Upon the outbreak of the World-War Hitler submitted on 3 August 1914 a direct petition to the King of Bavaria requesting to be allowed to fight in the Bavarian Army. This request was granted to him and he enlisted in the famous List Regiment of student volunteers. Already after brief military training he participated with this regiment in the ill-fated attack on Langemarck and then did, with a brief interruption, four years on the Western Front of the heaviest and most dangerous military service. In October 1916 he was wounded and came to the military hospital, but reported to the front again already in March 1917. He participated in the battle to hold Flanders against the English  and the two first German offensives and the last German offensive. In autumn of 1918 he stood on the soil of Flanders facing Englishmen for the third time. He reports about it in his book:


Upon a hill southward from Wervick we had come into hours of drumfire of gas-grenades that continued through the whole night in a more or less constant manner. Already toward midnight some comrades had passed out, some of them never to awaken. Toward morning the pain gripped me too, worse from one quarter-hour to the next, and around seven o’clock in the morning I stumbled and staggered toward the rear, carrying my last dispatch of the war.

Already some hours later my eyes had transformed into glowing coals; around me was darkness.

Thus I came into the Pasewalk military hospital in Pomerania, and there I had to live through the greatest disgrace of the century.


The crime of the revolution in November 1918 unsettled the hard soldier Hitler to the point of weeping; it alters the course of his life; his glowing love for his German people, his hatred against its slanderers, summon him to the political struggle for his people, to avenge the November Crime. Hear what he says!


Since the day when I stood at the grave of my mother, I had not wept. Whenever in my youth Destiny laid hold of me with pitiless harshness, my defiance grew.

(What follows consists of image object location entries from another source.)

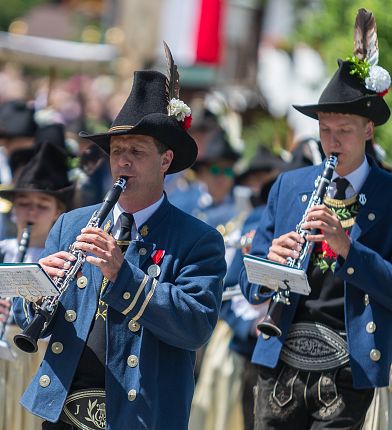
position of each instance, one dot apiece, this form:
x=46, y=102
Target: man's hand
x=106, y=253
x=285, y=246
x=330, y=229
x=4, y=310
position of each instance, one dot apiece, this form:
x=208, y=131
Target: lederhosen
x=310, y=380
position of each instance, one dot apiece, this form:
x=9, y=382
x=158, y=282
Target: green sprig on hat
x=359, y=68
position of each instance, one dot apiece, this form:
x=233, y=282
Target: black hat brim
x=371, y=106
x=162, y=127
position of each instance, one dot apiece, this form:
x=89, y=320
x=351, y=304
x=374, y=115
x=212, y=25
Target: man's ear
x=166, y=160
x=369, y=131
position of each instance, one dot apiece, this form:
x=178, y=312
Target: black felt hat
x=346, y=93
x=16, y=119
x=146, y=112
x=46, y=172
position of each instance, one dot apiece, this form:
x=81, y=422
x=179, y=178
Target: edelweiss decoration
x=365, y=59
x=176, y=107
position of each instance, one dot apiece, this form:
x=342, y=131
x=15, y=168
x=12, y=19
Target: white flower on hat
x=378, y=79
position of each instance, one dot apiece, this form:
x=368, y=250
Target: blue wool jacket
x=177, y=313
x=367, y=271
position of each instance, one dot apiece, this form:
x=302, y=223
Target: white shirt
x=140, y=218
x=356, y=178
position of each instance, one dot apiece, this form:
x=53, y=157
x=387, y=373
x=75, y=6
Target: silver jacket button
x=82, y=282
x=132, y=395
x=371, y=327
x=134, y=326
x=57, y=347
x=44, y=381
x=70, y=315
x=375, y=354
x=132, y=361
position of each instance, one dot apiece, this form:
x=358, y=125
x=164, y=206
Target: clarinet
x=44, y=313
x=269, y=324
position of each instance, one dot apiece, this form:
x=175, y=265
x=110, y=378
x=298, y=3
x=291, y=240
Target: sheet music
x=274, y=275
x=27, y=280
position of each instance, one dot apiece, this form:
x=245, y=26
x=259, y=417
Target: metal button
x=375, y=354
x=44, y=381
x=132, y=395
x=132, y=361
x=57, y=347
x=133, y=326
x=371, y=327
x=82, y=282
x=70, y=315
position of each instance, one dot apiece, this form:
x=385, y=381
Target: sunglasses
x=226, y=171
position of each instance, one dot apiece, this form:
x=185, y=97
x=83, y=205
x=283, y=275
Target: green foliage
x=360, y=68
x=11, y=10
x=329, y=28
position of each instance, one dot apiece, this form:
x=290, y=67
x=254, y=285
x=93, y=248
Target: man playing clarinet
x=125, y=332
x=335, y=344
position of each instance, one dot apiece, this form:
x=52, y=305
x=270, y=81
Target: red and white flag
x=193, y=30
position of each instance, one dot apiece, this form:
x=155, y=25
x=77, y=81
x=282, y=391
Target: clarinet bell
x=268, y=327
x=27, y=341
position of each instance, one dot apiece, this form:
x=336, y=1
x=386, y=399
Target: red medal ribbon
x=157, y=256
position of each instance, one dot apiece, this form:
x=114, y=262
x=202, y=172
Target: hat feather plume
x=173, y=77
x=365, y=37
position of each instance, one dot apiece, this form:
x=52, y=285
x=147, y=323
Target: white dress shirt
x=140, y=217
x=356, y=178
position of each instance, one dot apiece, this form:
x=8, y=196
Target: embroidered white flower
x=179, y=109
x=378, y=79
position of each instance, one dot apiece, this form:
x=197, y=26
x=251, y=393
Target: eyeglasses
x=226, y=171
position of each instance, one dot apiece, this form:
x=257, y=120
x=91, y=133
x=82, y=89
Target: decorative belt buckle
x=314, y=347
x=85, y=409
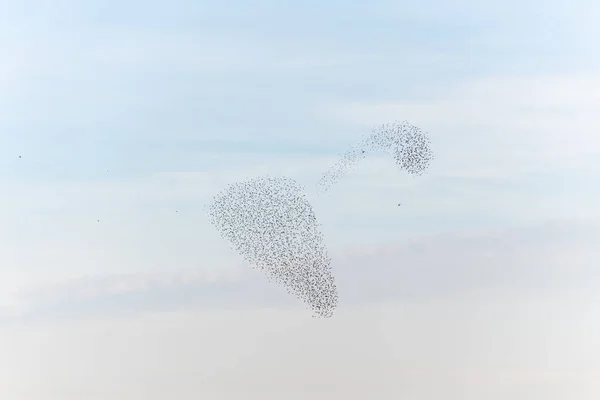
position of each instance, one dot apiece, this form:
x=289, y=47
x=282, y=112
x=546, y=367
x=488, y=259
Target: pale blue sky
x=128, y=111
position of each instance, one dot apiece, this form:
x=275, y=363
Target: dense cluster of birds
x=408, y=144
x=272, y=225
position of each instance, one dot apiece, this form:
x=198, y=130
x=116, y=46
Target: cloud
x=558, y=256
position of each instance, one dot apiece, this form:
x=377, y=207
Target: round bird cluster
x=409, y=146
x=272, y=225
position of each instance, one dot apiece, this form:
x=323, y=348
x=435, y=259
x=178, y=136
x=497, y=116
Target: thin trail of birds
x=409, y=146
x=272, y=225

When, in the long years of war, death took from our ranks so many a dear comrade and friend, it would have seemed to me almost a sin to cry: they died after all for Germany! And finally even in the last days of the terrible struggle, as the slithering gas fell upon me and began to eat into my eyes, and I, amid the fear of being forever blind, was momentarily inclined to give up hope, then the voice of conscience thundered to me: You miserable complainer, perhaps you want to wail while thousands have it hundreds of times worse than you, and so I endured my lot lethargic and silent. Now however I could no longer refrain. Now I saw for the first time how little all personal suffering mattered compared to the misfortune of the Fatherland.


[…]

The more I tried to gain a clear understanding in this hour of the monstrous event, the more the shame of indignation and dishonor burned into my brow. What was all the pain of my eyes compared to this lament? 

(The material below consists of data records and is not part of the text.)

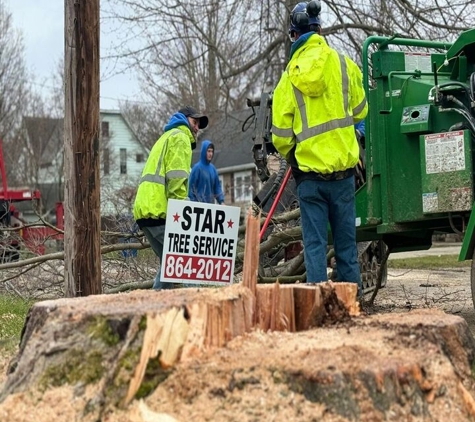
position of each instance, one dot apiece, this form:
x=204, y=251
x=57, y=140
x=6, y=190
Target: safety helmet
x=303, y=15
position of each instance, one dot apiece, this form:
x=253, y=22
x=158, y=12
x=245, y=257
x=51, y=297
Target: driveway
x=447, y=289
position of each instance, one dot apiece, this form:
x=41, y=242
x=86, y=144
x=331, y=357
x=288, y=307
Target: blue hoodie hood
x=204, y=149
x=178, y=119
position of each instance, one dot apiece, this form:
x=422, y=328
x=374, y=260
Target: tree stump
x=194, y=354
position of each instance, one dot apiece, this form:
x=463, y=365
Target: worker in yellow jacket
x=316, y=103
x=165, y=176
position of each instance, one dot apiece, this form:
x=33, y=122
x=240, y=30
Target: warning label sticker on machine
x=430, y=202
x=444, y=152
x=417, y=61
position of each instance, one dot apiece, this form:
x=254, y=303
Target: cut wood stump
x=202, y=354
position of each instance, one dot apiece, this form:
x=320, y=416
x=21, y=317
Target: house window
x=243, y=186
x=105, y=130
x=123, y=161
x=106, y=160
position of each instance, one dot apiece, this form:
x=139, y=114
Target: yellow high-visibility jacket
x=315, y=105
x=165, y=175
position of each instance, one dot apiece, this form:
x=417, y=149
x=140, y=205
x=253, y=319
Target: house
x=233, y=158
x=122, y=160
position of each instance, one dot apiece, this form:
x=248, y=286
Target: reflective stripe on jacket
x=317, y=101
x=165, y=175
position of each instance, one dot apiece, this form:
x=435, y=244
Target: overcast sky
x=42, y=25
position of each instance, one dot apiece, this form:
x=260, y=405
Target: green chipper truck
x=418, y=150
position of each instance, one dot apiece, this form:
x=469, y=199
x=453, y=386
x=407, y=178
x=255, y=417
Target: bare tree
x=211, y=54
x=15, y=92
x=216, y=53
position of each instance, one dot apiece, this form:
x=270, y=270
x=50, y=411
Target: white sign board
x=200, y=243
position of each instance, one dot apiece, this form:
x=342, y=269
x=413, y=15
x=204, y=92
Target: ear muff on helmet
x=305, y=14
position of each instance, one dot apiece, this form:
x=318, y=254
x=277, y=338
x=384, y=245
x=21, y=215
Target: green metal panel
x=447, y=181
x=415, y=97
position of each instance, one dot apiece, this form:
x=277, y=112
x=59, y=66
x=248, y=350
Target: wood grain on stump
x=194, y=354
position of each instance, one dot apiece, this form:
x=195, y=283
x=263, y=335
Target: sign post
x=200, y=243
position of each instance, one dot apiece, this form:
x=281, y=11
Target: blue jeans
x=155, y=236
x=323, y=202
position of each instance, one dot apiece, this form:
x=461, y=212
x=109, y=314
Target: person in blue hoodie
x=165, y=176
x=204, y=183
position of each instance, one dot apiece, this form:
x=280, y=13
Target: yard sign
x=200, y=243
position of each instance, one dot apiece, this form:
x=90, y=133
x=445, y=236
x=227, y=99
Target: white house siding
x=117, y=190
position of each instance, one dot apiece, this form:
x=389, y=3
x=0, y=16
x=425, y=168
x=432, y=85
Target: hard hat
x=303, y=15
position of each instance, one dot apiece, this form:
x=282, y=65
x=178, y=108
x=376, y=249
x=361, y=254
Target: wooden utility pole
x=81, y=149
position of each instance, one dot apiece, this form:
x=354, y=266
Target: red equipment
x=33, y=237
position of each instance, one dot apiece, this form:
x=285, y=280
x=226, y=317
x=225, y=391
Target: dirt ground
x=448, y=290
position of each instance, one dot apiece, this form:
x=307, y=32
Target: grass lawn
x=429, y=262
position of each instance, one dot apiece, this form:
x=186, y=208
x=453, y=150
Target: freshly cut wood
x=78, y=340
x=251, y=252
x=298, y=307
x=414, y=366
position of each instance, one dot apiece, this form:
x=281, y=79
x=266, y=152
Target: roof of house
x=232, y=145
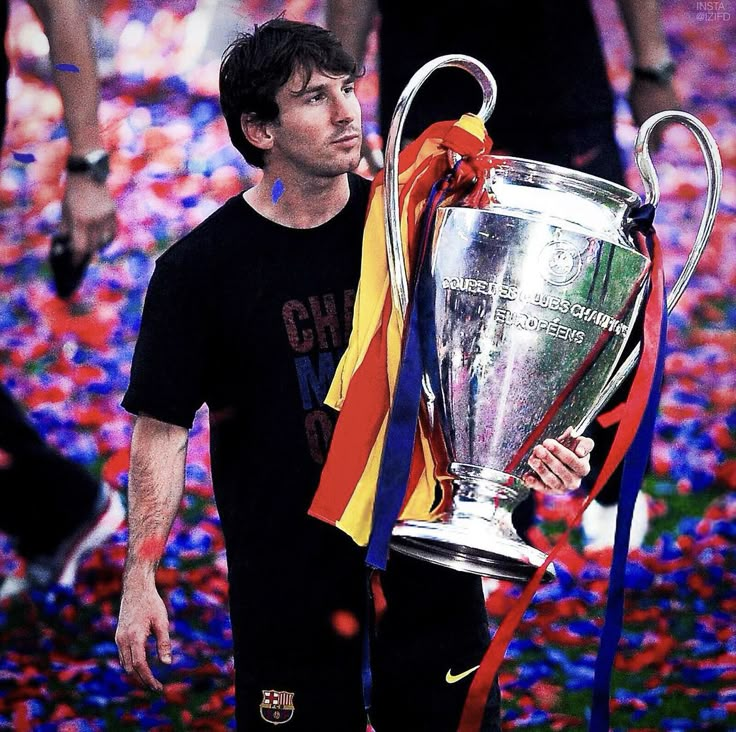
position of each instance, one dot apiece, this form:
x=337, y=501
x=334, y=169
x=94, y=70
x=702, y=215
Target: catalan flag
x=365, y=383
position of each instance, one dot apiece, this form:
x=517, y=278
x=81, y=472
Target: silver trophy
x=532, y=301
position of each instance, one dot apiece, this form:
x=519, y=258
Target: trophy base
x=476, y=535
x=504, y=559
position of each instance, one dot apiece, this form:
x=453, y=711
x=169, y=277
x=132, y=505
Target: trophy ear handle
x=643, y=161
x=396, y=265
x=714, y=171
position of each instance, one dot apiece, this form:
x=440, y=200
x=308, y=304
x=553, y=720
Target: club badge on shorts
x=277, y=707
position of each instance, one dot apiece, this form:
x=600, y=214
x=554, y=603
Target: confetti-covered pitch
x=172, y=164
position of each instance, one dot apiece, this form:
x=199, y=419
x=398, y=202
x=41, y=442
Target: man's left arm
x=88, y=211
x=653, y=69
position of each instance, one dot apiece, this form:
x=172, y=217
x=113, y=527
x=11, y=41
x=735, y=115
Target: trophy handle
x=395, y=250
x=714, y=171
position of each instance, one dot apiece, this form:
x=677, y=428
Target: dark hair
x=256, y=65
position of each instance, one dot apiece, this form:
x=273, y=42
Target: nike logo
x=452, y=678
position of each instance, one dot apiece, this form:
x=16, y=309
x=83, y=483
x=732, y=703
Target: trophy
x=532, y=299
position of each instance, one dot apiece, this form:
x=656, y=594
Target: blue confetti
x=277, y=190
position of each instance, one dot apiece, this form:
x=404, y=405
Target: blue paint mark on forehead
x=277, y=190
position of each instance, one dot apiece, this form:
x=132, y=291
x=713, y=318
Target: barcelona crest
x=277, y=707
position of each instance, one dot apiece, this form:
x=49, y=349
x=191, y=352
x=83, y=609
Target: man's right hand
x=142, y=612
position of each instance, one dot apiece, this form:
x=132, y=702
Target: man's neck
x=299, y=204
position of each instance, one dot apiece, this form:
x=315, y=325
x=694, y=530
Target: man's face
x=318, y=131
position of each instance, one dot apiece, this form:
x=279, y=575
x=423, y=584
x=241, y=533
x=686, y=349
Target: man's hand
x=88, y=215
x=647, y=98
x=142, y=612
x=559, y=465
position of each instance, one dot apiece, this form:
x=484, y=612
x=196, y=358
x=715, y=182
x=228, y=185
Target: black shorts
x=432, y=636
x=434, y=628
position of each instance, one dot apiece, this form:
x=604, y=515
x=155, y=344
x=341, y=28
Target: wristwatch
x=661, y=74
x=96, y=164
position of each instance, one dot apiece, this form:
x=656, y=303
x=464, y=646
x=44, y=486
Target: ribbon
x=635, y=466
x=393, y=477
x=640, y=406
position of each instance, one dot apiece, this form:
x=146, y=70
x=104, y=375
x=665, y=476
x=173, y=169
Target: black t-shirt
x=251, y=317
x=546, y=58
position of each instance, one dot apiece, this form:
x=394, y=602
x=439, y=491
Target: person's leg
x=426, y=647
x=45, y=497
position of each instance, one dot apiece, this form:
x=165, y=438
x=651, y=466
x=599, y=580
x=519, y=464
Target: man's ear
x=257, y=132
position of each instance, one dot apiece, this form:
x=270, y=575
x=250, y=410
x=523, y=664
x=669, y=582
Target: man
x=555, y=104
x=50, y=505
x=249, y=313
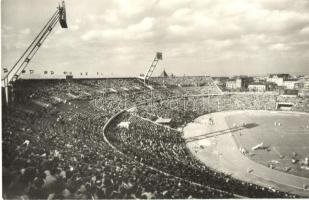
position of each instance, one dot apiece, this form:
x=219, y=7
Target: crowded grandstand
x=68, y=135
x=99, y=139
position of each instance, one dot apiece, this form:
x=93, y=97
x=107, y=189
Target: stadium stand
x=58, y=151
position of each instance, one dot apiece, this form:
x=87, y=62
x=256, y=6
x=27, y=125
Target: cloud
x=279, y=47
x=222, y=33
x=25, y=31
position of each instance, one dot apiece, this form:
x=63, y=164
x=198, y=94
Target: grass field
x=291, y=136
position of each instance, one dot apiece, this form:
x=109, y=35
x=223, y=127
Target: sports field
x=218, y=146
x=285, y=136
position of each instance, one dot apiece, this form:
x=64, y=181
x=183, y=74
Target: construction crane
x=151, y=68
x=19, y=67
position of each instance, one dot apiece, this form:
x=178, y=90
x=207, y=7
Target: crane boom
x=25, y=58
x=152, y=66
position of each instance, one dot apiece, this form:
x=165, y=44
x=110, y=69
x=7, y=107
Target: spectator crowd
x=53, y=145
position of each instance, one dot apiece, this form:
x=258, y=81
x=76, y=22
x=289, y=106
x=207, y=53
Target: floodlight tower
x=13, y=74
x=152, y=66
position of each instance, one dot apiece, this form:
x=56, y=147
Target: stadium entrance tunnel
x=221, y=132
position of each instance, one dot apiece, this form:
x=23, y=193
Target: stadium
x=149, y=137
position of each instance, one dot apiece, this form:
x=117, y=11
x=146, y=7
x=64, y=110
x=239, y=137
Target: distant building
x=257, y=87
x=289, y=83
x=164, y=74
x=302, y=83
x=278, y=78
x=240, y=82
x=233, y=84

What followed were excruciating days and even worse nights. — I knew that all was lost. To place hope in the mercy of the enemy is at best the behavior of fools — or liars and criminals.


I resolved however to become a politician.


And Adolf Hitler has transformed his resolve to become a politician into reality in a manner and with a success of which German history knows no other example. The present work should demonstrate this.


* * * * *

Johannes Stark (1874-1957) was a physicist who discovered in 1913 what came to be known as the Stark effect (the splitting of spectral lines in electric fields). This was foundational to the development of quantum theory. For the Stark effect and for the discovery of the Doppler effect in canal rays, Stark was awarded a Nobel Prize in 1919.
Stark joined the NSDAP in April 1930, three years before Adolf Hitler became Chancellor.

In 1947 a denazification court sentenced this Nobel laureate to a prison-term of four years.